Change is constant, especially in the natural world as Mother Nature stands at the roulette wheel, spinning the normalcy of seasonal change sprinkled with chance encounters of the extreme weather kind. But this winter lay dormant for the most part, never mounting much of a ground game or aerial one either — a weekend of bitter cold, a few snowstorms in rapid succession but otherwise a time of light coats and long walks on the beach nearly uninterrupted by the inconvenience of cold, snow or sleet.

Man tinkers with change too, sowing the seeds with his own footprints, but also monkeying literally with the hands of time, pulling back on the throttle for one hour each fall, and then letting loose again each spring so that hour disappears in an instant. Daylight Saving Time begins on Sunday morning at 12:01 a.m.

Here today, gone tomorrow and everyone cheers at this very visible sign that spring will soon be here to stay. Let’s face it, no one claps at a sunset occurring at 4 p.m., no matter how spectacular. But next week the sun will stick around until nearly 7 p.m. and attention will be paid, and not just for its beauty. We are a resort community, and there is work to be done.

Amidst the background chorus of pinkletinks looking for love in all the muddy places, and songbirds sounding a melodic alarm each morning, the true harbinger of spring on Martha’s Vineyard is the pneumatic thwack, thwack of nail guns and classic rock music echoing forth from job sites all across the Island .

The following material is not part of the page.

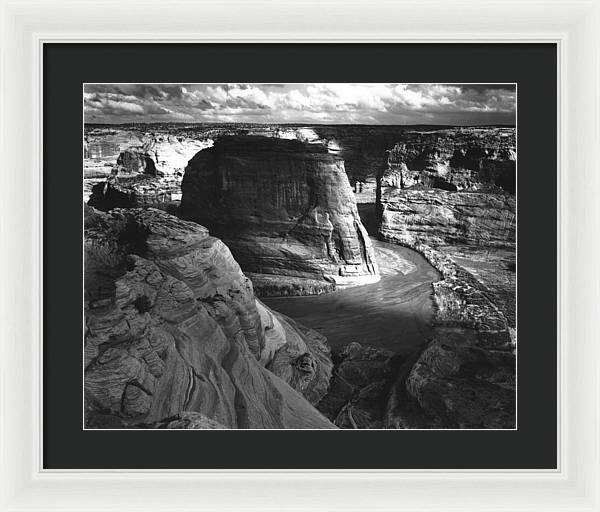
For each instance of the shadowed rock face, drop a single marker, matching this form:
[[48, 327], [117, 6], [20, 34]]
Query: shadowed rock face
[[285, 208], [173, 327]]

The water is still cold and many stores still closed but already the air is filled with anticipation as the economic engine begins to rev, rising in intensity at the starting gate of spring. Signs at the moment point to positivity but nothing is a sure thing until the pedal hits the metal and the Island’s economic energy shifts from zero to sixty down the straightaway of summer.

But to backtrack a moment, wither the red-breasted merganser which like the cold and snow flew the coop this year and for the most part did not return? Warming trends shift migration patterns and as birds begin to fly north for the winter instead of south, an Island bobbing in the ocean is often the first to take notice. So too a small town community might watch an election year turn not on substance but new levels of bullying and bad manners and wonder what ever happened to civility? Politics has always taken place in muddy waters and is not for the thin skinned, but now as the planet warms the temperature of human relationships appears to be cooling off to the point of freezing.

Anger is contagious but joy and love thy neighbor can be too, be they Islander, washashore, daytripper, summer resident or political adversary. Perhaps the answer is to look to the light not the darkness. After all, come Sunday there will be an extra hour each evening.